Ao alterar a pressão e a densidade da água dentro da máquina de gravidade, a equipa pode criar um ambiente de realidade virtual que imita as profundezas do oceano.
Com a máquina, a equipa descobriu que as células insufladas eram menos densas do que a água do mar circundante, o que lhes permitia escapar à força descendente da gravidade e flutuar em direção à superfície virtual.
Investigações posteriores revelaram que esta expansão ocorre como parte natural do ciclo celular do plâncton. Quando um plâncton unicelular se divide em dois, uma estrutura interna denominada vacúolo, uma espécie de reservatório de água flexível, filtra a água doce, fazendo com que as duas novas células aumentem enormemente de tamanho. Estas duas células filhas, agora inchadas com a água doce mais leve, navegam para cima.
“Apercebemo-nos de que esta é uma forma muito inteligente de, essencialmente, lançar uma fisga no oceano durante a divisão celular”, diz Prakash. “Então, o que é que acontece durante o tempo normal?
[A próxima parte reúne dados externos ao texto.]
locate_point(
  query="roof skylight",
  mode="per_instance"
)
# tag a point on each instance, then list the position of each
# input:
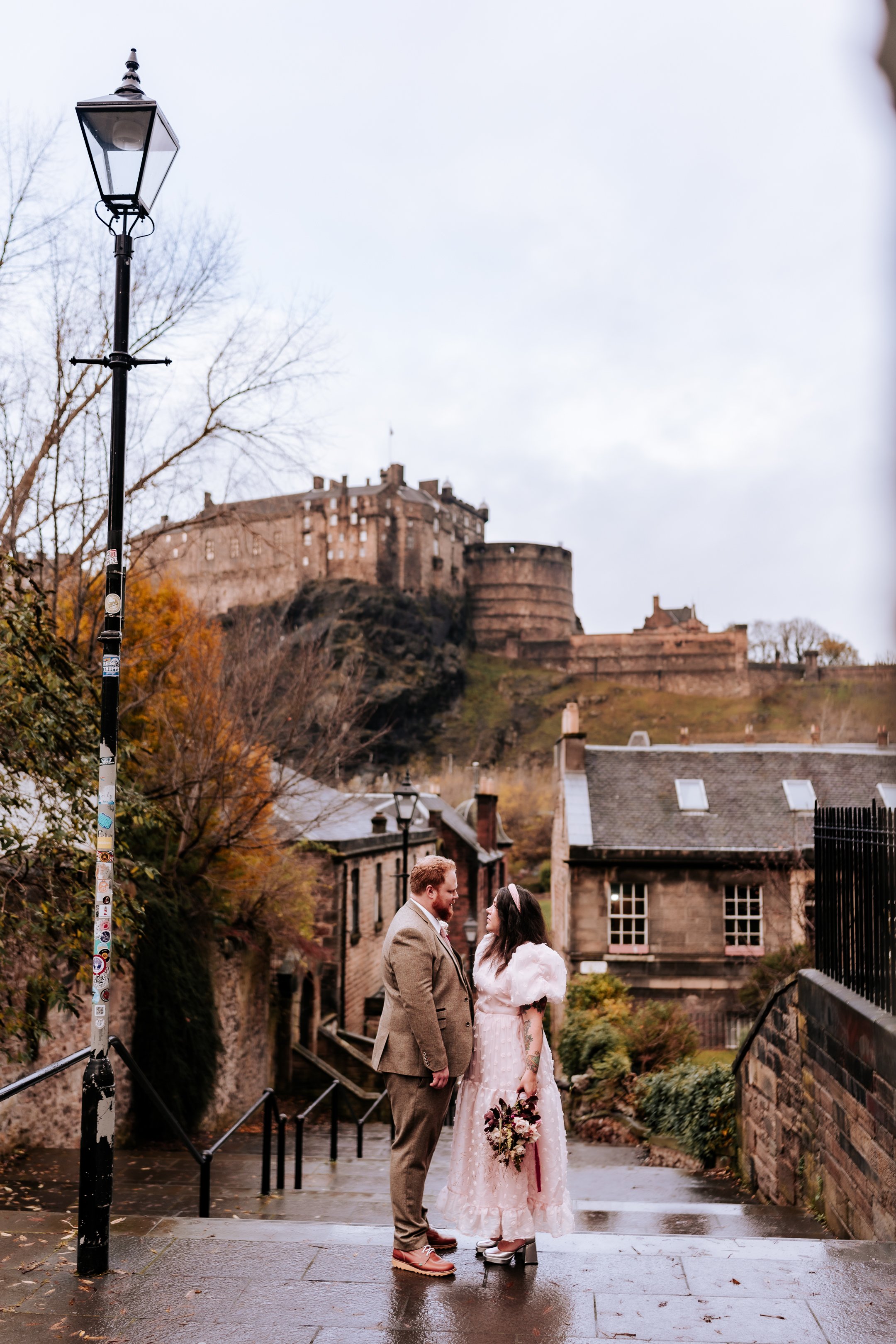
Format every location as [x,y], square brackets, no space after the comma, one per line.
[801,796]
[692,796]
Estamos a produzir muitas proteínas, temos toneladas de luz solar e produzimos muita biomassa até ficarmos mais pesados e nos afundarmos. Depois, faz-se a divisão celular nas águas mais profundas e usa-se a inflação para voltar ao tamanho da mãe.”
O ciclo celular completo demora cerca de 7 dias, coincidindo com a procura vertical de luz e nutrientes por parte do plâncton. “Assim, podemos ver como é que este ciclo celular pode ter evoluído”, diz Prakash. “Penso que esta é a primeira vez que temos provas claras de que o ciclo celular, que é um mecanismo fundamental de controlo da célula e da divisão celular, é possivelmente controlado por um parâmetro ecológico”.
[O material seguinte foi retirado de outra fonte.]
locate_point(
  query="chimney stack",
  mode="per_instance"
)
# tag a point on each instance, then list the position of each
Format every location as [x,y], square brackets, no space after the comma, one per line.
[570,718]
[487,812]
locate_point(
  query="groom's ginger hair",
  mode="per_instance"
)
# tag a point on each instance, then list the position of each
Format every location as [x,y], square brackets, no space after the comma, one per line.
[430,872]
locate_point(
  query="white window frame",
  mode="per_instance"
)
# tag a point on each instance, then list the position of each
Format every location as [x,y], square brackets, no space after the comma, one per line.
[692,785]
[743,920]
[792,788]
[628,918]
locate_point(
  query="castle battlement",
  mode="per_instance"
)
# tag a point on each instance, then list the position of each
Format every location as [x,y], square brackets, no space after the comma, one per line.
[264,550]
Com estes conhecimentos em mente, utilizando um quadro teórico, a equipa descobriu o parâmetro ecológico que atua como um limite fundamental que impulsiona esta evolução.
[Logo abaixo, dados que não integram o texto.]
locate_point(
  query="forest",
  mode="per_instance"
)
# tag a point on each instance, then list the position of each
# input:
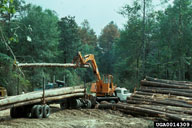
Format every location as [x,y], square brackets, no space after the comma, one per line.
[152,43]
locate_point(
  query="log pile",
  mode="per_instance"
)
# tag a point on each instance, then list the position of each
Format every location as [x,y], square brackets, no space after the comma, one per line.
[36,97]
[163,99]
[50,65]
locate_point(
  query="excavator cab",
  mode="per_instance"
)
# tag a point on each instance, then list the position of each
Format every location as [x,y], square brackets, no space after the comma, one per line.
[104,89]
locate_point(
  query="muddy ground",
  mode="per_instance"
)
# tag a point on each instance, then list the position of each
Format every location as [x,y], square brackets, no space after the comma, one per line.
[82,118]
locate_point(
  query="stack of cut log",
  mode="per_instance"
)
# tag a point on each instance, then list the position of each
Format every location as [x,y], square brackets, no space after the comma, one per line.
[51,95]
[162,99]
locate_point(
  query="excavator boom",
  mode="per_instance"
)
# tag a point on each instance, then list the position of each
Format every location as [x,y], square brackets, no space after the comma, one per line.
[103,87]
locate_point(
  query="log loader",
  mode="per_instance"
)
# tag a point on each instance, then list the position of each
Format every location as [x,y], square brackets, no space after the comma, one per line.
[104,88]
“Todas as células sofrem uma atração gravitacional para baixo e, a não ser que elas ou a sua descendência ripostem, afundar-se-ão para sempre no fundo do oceano numa armadilha gravitacional”, afirma o pós-doutorado Rahul Chajwa, o outro primeiro autor do estudo, também da Universidade de Stanford.
Agora, utilizando os resultados da máquina gravitacional, bem como as suas observações ecológicas e fisiológicas, a equipa de investigação desenvolveu um quadro matemático que pode ser generalizado e aplicado a todo o plâncton do oceano.
Para projetos futuros, o laboratório de Prakash procura desvendar os mistérios ocultos de um vasto número de plâncton que poderá utilizar a nova bioquímica para regular a densidade e mover-se para cima e para baixo na coluna de água.
“Neste momento, temos cerca de 600 espécies no nosso Atlas Comportamental e estamos a medir sistematicamente todos os tipos de mecanismos. Estamos a medir sistematicamente todos os tipos de mecanismos. Está a revelar-se que há quatro ou cinco truques diferentes que co-evoluíram para esta função. Penso que um dos aspetos mais divertidos é o facto de termos uma longa lista de organismos para estudar; como há milhões de espécies que vivem no oceano, esta é a ponta do icebergue”.
Hongquan Li, um estudante licenciado no laboratório de Prakash, é também um dos autores do estudo.